Dear Karl Broman,
I am dealing with a transgressive phenotype where a new phenotype appeared in RIAILs that is not in both parents used to establish the lines.
Recombinant inbred advanced intercrosses lines (RIAILs) were produced in a microscopic free-living nematode. Nematodes live in a population of nematodes containing males, females and hermaphrodites. The main feature of this nematode is the production of a low number of males, where males are scarce < 2% of the population. When males are crossed with a female the outcross population would have a low percentage of males < 18%. In my research, I am investigating the reason why the production of males from an outcross falls short from the Mendelian inheritance, where the ratio of males to females is 1:1.
However, this ratio can be drastically changed by mixing genomes of two nematode stains (with scarce number of males) using RIAILs. At the end of the inbreeding, more than 50% of the lines had a high male population, a phenotype that is not observed in any of the parents. Males from those lines (with high male population) also produced a high number of males when crossed with a wild type female, again a phenotype that is not in the parent.
I am using rqtl to identify genomic region associated with the production of high number of males in the RIAILs lines. In addition to the markers set the data also includes phenotype set of two columns; percentage of males produced and covariate (whether the line is HM or LM). I have identified a number of qtls from a single scan and multiple qtl scan. Two way scan didn't work because of the large number of markers. I am not sure which qtls to consider in my final result.
1. Single scan identified
Q1, Q2 and Q3, with qtl peaks.
2. Multiple qtl scan
using function addint() I assessed the interaction between those qtls. Then refined the qtl location using refineqtl (). So now Shall I consider those peaks and disregard peaks from the single scan?
3. I scanned for QTLs in lines with a high number of males (HM) and lines with a low number of males (LM) separately.
I identified a QTL in HM only (Q4).
4. I scanned for a qtl with the covariate.
- As additive and interactive covariant separately, found a QTL in a similar location to (Q4).

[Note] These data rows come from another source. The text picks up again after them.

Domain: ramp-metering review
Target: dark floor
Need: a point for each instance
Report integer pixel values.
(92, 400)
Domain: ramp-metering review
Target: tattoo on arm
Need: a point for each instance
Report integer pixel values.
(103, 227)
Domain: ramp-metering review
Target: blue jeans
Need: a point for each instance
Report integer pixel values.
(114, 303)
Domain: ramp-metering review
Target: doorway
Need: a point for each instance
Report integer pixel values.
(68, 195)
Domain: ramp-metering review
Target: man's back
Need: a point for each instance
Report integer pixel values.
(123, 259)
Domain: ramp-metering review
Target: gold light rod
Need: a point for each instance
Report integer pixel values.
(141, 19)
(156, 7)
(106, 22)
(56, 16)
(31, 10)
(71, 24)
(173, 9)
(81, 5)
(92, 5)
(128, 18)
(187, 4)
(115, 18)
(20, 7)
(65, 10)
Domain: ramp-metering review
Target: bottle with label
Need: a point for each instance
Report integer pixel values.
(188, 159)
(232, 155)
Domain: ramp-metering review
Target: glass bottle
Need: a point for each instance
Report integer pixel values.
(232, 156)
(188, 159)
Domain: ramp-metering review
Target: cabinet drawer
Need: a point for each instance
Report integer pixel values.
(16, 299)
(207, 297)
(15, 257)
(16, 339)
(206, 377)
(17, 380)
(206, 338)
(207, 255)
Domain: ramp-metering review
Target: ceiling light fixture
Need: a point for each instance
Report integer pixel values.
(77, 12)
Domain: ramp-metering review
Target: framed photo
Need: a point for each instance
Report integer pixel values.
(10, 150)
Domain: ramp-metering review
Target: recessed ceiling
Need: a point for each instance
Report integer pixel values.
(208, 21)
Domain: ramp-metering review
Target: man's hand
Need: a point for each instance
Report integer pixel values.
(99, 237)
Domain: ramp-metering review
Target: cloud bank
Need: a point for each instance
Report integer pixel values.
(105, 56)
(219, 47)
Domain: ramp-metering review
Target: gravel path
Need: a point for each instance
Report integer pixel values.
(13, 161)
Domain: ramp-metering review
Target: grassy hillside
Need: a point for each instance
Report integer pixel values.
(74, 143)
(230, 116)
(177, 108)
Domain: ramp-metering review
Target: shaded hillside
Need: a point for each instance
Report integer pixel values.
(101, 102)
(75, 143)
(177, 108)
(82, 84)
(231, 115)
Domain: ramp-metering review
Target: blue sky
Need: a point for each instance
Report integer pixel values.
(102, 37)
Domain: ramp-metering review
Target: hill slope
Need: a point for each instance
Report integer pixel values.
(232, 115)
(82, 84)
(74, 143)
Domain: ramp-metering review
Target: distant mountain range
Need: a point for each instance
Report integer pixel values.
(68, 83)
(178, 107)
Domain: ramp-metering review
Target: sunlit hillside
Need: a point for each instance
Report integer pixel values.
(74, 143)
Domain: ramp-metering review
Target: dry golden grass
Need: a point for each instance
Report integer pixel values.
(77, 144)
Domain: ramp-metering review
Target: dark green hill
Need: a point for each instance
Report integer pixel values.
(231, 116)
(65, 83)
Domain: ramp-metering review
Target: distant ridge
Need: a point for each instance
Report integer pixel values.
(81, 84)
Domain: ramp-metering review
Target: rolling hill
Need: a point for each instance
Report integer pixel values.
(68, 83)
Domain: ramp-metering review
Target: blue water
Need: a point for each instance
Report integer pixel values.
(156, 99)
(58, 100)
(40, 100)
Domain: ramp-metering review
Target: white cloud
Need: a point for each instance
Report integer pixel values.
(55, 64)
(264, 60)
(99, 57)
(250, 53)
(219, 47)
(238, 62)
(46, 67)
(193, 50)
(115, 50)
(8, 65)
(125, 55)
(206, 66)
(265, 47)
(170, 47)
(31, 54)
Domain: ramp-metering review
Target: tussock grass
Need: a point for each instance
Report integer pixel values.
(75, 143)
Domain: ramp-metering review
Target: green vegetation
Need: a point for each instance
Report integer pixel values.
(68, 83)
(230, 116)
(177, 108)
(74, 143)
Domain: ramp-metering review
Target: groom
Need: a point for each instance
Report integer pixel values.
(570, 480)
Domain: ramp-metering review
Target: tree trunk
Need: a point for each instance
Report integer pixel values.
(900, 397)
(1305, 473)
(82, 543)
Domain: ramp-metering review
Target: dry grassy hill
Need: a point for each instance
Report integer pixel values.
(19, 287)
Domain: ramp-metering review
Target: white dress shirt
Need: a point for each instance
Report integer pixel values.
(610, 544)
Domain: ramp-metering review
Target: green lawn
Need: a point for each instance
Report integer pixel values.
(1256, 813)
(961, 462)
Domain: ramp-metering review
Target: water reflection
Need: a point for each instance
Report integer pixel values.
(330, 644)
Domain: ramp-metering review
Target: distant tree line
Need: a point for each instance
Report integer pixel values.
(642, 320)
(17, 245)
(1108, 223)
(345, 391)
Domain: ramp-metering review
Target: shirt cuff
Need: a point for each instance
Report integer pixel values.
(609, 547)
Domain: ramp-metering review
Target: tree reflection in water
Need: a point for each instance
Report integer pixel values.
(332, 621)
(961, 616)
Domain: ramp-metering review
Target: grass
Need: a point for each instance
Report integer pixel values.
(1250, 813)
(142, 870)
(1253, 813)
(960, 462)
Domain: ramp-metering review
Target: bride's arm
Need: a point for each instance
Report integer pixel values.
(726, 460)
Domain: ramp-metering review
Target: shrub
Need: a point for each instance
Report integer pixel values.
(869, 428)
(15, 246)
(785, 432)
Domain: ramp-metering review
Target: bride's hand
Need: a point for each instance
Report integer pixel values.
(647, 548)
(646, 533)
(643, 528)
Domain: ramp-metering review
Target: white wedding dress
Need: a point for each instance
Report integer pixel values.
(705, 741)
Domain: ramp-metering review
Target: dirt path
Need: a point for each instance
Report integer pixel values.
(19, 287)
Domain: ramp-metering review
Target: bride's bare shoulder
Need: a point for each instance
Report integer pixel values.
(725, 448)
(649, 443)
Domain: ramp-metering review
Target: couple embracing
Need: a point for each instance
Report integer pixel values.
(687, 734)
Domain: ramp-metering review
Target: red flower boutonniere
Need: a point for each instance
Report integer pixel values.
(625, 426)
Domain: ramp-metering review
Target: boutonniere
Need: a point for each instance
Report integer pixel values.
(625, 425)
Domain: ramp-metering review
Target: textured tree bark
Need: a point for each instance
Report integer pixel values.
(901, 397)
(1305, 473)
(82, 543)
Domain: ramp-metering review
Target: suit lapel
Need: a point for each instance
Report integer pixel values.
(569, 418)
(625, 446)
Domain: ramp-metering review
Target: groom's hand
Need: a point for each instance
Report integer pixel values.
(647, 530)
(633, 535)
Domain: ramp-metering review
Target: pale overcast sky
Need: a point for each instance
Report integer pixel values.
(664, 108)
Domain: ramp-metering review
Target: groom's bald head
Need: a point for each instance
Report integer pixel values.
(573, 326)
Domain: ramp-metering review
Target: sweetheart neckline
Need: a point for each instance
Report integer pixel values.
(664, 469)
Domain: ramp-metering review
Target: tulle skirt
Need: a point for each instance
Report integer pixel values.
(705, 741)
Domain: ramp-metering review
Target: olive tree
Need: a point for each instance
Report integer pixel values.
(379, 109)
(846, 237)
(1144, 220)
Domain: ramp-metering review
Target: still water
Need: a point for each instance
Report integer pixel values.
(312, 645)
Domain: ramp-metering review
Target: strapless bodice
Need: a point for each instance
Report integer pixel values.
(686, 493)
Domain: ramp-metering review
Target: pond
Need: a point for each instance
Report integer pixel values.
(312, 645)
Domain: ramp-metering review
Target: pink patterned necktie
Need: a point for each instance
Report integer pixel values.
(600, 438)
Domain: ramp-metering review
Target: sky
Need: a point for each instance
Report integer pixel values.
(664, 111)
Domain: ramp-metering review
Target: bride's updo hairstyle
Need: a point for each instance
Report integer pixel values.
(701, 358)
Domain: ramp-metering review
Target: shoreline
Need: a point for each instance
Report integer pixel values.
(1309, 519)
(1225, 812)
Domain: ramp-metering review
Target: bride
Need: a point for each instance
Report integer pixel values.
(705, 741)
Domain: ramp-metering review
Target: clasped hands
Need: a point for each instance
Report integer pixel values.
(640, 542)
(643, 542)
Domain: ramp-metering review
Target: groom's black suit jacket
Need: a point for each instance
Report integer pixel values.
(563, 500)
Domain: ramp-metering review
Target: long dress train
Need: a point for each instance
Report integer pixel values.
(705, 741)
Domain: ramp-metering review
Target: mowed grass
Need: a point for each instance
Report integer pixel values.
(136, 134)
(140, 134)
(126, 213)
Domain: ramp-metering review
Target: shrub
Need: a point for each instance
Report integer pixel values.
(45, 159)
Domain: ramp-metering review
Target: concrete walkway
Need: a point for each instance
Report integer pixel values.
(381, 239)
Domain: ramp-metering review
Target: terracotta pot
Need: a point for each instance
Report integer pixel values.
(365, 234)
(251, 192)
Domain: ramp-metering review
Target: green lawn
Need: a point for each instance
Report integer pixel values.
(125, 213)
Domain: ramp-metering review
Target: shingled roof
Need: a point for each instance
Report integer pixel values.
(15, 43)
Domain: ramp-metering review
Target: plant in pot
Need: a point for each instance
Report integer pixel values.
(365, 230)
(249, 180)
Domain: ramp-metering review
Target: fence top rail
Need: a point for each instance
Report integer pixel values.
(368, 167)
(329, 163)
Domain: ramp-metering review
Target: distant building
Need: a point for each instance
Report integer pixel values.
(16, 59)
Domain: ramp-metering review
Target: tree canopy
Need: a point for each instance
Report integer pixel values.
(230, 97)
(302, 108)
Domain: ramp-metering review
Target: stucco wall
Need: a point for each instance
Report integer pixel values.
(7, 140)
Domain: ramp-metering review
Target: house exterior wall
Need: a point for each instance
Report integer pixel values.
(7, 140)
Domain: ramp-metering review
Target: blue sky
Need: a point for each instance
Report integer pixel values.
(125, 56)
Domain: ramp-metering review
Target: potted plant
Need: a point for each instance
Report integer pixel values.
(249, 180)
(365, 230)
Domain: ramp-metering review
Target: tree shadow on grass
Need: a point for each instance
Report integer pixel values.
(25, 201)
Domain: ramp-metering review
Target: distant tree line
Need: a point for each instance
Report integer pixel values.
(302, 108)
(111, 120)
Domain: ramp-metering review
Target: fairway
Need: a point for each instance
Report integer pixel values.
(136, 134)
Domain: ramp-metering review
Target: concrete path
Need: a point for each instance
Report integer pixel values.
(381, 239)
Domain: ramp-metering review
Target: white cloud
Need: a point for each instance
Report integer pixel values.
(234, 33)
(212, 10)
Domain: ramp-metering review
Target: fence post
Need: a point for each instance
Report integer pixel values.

- Then scanned for QTL phenotype interaction by finding the difference between the LOD score and the permutation test with the phenotype as an interactive covariate and the LOD score with the phenotype as an additive covariate. Found a new qtl (Q5).
5. Scanned for interaction between Q1, Q2, Q3 and the covariant.
addint(A.fre_genop, qtl=qtl, method="hk", covar = Covariate, formula = y~Q1*Q2*Q2*Q3+Phenotype)
6. Scanned for interaction between Q1, Q2, Q3, Q4, Q5 with and without the covariate.
- addint(A.fre_genop, qtl=qtl, method="hk")
- addint(A.fre_genop, qtl=qtl, method="hk", covar = Covariate, formula = y~Q1*Q2*Q2*Q3*Q4*Q5+Phenotype)
7. Refined the QTLs estimated from a single scan for Q1, Q2, Q3, Q4, Q5.
New peaks for Q1, Q2 and Q3. Wich peaks to consider, peaks from step 2 or those peaks from 7?
Finally, after running addqtl() found an LOD peak in a new location.
I am not sure which peaks to consider after running all of the above-mentioned scans? especially I ran multiple qtl scan twice and got different results depending on the number of qtls.
I have an R markdown file I can send to you separately through email if you would like to have a look.